Convertir al Caballero de la Triste Figura en una palanqueta con la que asaltar el cielo es un chiste de párvulos, una memez impenitente.

Mientras que algunos buscan la calavera de Cervantes y aquel brazo mancado al desmochar infieles, otros han descubierto, a un paso de su tumba, que la revolución, más que un delirio, es un ensueño quijotesco. Travestido con galas del ingenioso hidalgo, he aquí a Pablo Iglesias, el villano ocurrente, reparando injusticias y enderezando tuertos: ¡Hacen falta quijotes! ¡Hacen falta quijotes! Vocea su hallazgo el líder con la mirada en llamas y la coleta al viento. Y la masa, transida, se encandila y babea: ¡Hacen falta quijotes! ¡Más quijotes que es la guerra!

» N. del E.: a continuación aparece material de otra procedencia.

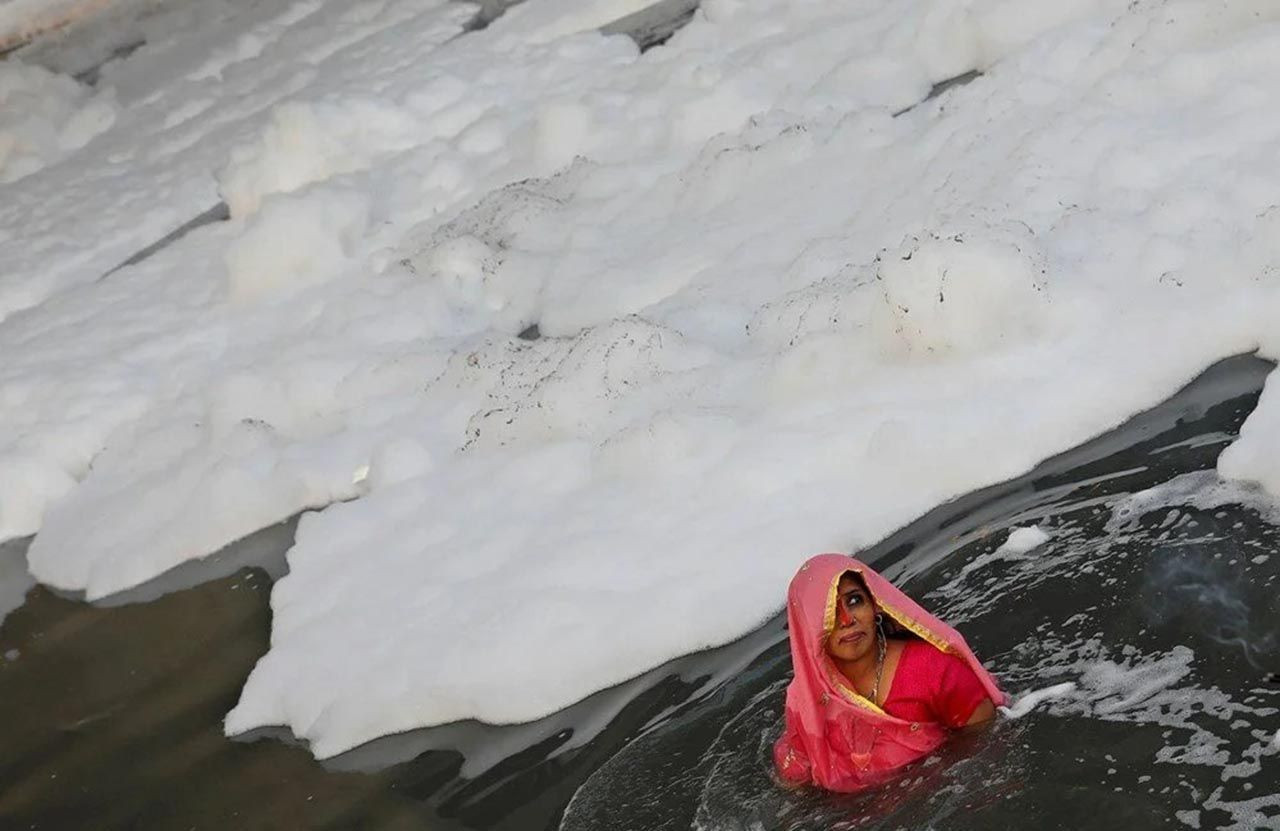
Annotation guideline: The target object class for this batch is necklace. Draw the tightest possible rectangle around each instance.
[872,630,886,707]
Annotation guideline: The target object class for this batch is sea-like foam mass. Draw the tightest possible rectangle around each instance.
[0,0,1280,757]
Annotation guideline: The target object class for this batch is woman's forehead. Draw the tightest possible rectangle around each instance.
[836,571,865,594]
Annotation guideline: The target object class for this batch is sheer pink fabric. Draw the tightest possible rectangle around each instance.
[773,554,1005,791]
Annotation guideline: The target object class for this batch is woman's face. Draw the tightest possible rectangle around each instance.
[827,574,876,661]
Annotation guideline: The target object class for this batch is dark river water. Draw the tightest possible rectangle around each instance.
[0,357,1280,831]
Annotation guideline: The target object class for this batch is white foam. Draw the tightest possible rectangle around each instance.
[0,59,118,186]
[1000,681,1075,718]
[0,0,1280,755]
[996,525,1051,554]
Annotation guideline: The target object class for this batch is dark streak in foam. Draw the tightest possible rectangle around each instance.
[99,202,232,279]
[600,0,699,52]
[893,69,982,118]
[462,0,524,35]
[74,40,147,87]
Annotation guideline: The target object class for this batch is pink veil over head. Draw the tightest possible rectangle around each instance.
[776,554,1006,791]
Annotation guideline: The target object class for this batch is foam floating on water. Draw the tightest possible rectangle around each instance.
[0,0,1280,755]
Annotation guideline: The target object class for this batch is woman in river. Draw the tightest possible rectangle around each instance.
[773,554,1005,791]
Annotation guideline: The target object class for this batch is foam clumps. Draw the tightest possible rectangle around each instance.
[0,0,1280,757]
[0,60,118,186]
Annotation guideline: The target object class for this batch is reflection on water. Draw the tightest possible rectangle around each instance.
[562,355,1280,831]
[0,359,1280,831]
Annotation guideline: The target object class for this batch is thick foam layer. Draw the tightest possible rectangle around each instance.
[0,0,1280,755]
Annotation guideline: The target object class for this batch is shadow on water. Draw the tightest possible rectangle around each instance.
[0,357,1280,831]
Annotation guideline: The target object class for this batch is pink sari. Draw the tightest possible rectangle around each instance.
[773,554,1005,791]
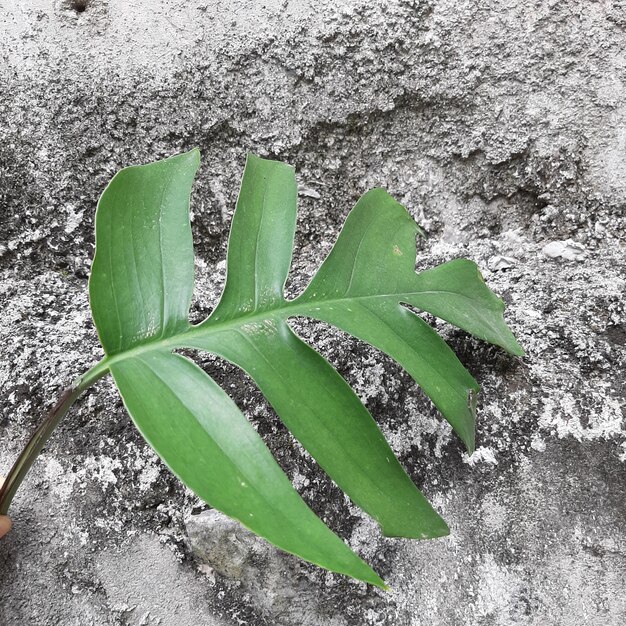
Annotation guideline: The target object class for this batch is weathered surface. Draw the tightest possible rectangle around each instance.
[0,0,626,626]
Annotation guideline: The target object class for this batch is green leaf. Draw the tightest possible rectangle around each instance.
[189,317,449,539]
[85,151,521,585]
[111,350,384,586]
[89,150,200,354]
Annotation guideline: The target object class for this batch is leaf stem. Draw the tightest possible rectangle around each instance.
[0,359,108,515]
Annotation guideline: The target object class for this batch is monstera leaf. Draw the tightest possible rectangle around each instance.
[83,150,521,586]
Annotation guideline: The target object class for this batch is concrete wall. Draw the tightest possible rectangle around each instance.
[0,0,626,626]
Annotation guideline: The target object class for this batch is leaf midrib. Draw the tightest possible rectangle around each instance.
[80,289,482,385]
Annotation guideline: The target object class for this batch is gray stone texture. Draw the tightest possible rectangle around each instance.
[0,0,626,626]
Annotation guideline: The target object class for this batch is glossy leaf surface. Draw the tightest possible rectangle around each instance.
[90,151,521,585]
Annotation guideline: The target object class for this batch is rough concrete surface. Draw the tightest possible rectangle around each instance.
[0,0,626,626]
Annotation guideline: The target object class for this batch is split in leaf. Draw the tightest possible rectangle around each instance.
[0,150,522,586]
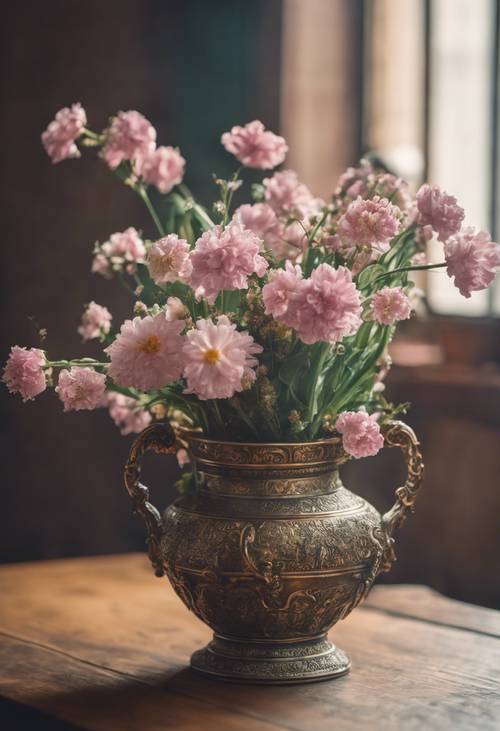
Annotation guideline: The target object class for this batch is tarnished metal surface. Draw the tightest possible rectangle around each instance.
[126,422,423,683]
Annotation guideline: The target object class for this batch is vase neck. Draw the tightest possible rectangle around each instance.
[195,465,342,498]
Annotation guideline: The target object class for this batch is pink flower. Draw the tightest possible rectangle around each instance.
[191,220,267,304]
[147,234,193,284]
[91,252,113,279]
[334,159,375,199]
[262,170,320,218]
[101,111,156,170]
[221,120,288,170]
[175,449,191,469]
[165,297,188,322]
[42,103,87,162]
[234,203,280,244]
[2,345,47,401]
[283,264,362,345]
[108,392,151,436]
[56,366,106,411]
[444,226,500,297]
[417,183,465,242]
[140,147,186,193]
[234,203,307,261]
[335,411,384,457]
[101,226,146,268]
[371,287,411,325]
[78,302,113,340]
[337,196,399,247]
[183,315,263,401]
[106,312,184,391]
[262,261,303,320]
[375,173,414,211]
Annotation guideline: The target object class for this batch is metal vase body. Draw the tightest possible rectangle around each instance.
[125,421,423,684]
[161,436,389,682]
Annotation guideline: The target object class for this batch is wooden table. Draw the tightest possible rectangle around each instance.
[0,554,500,731]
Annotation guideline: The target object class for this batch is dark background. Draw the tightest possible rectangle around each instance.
[0,0,281,562]
[0,0,500,606]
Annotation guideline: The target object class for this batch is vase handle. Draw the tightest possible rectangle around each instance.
[124,422,176,576]
[380,421,424,571]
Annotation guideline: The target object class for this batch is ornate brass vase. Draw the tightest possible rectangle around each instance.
[125,422,423,683]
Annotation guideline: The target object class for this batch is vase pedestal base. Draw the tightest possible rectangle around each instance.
[191,635,351,685]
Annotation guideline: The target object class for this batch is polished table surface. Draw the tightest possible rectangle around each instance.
[0,554,500,731]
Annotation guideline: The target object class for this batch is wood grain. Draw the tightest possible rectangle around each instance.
[0,555,500,731]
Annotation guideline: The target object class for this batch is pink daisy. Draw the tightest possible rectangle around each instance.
[371,287,411,325]
[335,411,384,457]
[2,345,47,401]
[183,315,263,401]
[56,366,106,411]
[147,234,193,284]
[444,226,500,297]
[221,120,288,170]
[190,220,268,304]
[105,312,184,391]
[42,103,87,163]
[78,302,113,340]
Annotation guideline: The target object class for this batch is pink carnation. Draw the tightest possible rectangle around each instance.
[417,183,465,242]
[183,315,262,401]
[175,448,191,469]
[337,196,399,247]
[78,302,113,340]
[283,264,362,345]
[147,234,193,284]
[165,297,188,322]
[234,203,307,261]
[56,366,106,411]
[371,287,411,325]
[191,220,267,304]
[221,120,288,170]
[335,411,384,457]
[101,111,156,170]
[444,226,500,297]
[262,170,318,218]
[106,312,184,391]
[140,147,186,193]
[101,226,146,268]
[108,392,151,436]
[234,203,280,244]
[2,345,47,401]
[42,103,87,162]
[334,159,375,199]
[262,261,302,320]
[91,252,113,279]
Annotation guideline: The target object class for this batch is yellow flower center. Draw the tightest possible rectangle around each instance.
[138,335,161,355]
[203,348,220,365]
[160,254,175,274]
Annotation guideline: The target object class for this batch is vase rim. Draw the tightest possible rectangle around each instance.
[176,426,342,447]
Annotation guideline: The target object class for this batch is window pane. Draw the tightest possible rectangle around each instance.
[428,0,495,315]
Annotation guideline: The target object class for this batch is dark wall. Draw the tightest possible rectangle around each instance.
[0,0,281,562]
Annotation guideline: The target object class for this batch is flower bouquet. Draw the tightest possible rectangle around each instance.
[3,104,500,457]
[3,104,500,683]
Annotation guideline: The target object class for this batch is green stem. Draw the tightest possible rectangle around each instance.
[42,358,109,370]
[373,261,448,284]
[135,185,165,236]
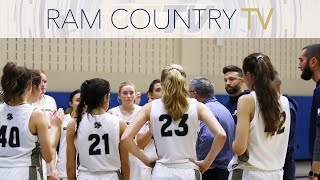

¿Hacen falta quijotes? Después de la misa hipnótica que concelebró Podemos, ha llegado el momento de someter a los eslóganes a la prueba de fuego de las preguntas con respuesta… Y la respuesta es sí: hacen falta quijotes -y cuantos más mejor- con carácter de urgencia. A ver si es posible, al fin, que quien con tanto desahogo echa mano del libro cuando hay que zurcir arengas, aunque no le aproveche, al menos se lo lea. Vano empeño, sin duda. Para nuestro marxista "cool", desgalichado y posmoderno "Juego de tronos" (ese Amadís catódico que le ha derretido el seso) tiene mayor enjundia y exige menor esfuerzo.

Convertir al Caballero de la Triste Figura en una palanqueta con la que asaltar el cielo es un chiste de párvulos, una memez impenitente, un disparate que chirría incluso en ciertas aulas de la Complutense. Porque si a nadie se oculta que el héroe cervantino era un loco soberbio, su chifladura no casaba con la de los orates vocingleros que ahora se han propuesto encasquetarle el papelón de Hugo Chávez manchego. Total, con dos retoques hasta el más tonto enhebra un "meme". En lugar de armadura, un chándal caribeño. En vez de la bacía, una gorra de béisbol.

Si se dejó ganar alguna vez por el desánimo, don Miguel de Cervantes -que tuvo una vida perra, y muy pocos amigos, y como inconstante protector sólo al conde de Lemos- jamás tiznó su espíritu con el resentimiento. De ahí que si sus huesos supieran del suceso emigraría a un nicho donde nadie le encuentre. ¿Qué pinta su criatura, Alonso Quijano el Bueno, aguijando a las hordas contra esto y aquello? ¿De cuándo a acá el rencor le hizo picar espuelas? ¿Qué mezquino usurero aspira a enriquecerse falsificando su figura y multiplicando el rédito? Con la Iglesias hemos dado. Tornemos Sancho, que hay niebla.

Viene el buen Sancho a escena y la política le sigue igual que su jumento. El fiel escudero, al cabo, aspira a tocar poder, a gozar de esa ínsula que su señor desprecia. Y condiciones tiene pues sabe a ciencia cierta que los molinos son molinos, que los rebaños son rebaños y que las fantasías, por hermosas que sean, no logran allegar un mendrugo a sus muelas. Otra cosa es que, luego, tras cumplirse su anhelo, huya despavorido de un lugar que no acepta ni a los que pecan de sensatos ni a los que ofenden por honestos. Y ése es el busilis, el quid de la cuestión, la madre del cordero. Las ínsulas Baratarias son moneda corriente. A Sancho Panza, en cambio, le descatalogaron hace tiempo. "Desnudo entré en la ínsula, y desnudo salgo. Ni pierdo, ni gano". ¿Qué gobernante, hogaño, puede argüir lo mismo sin titubeos ni pamemas?

¿Hacen falta quijotes? Remachemos el clavo: hace falta el Quijote y hace falta leerlo. Y lo suyo, entre tanto, es que los maestrillos de plató y los agitadores de opereta atiendan el recado que dejó Cide Hamete junto a la excelsa pluma que alumbró al caballero: "¡Tate, tate, folloncicos!, de ninguno sea tocada…".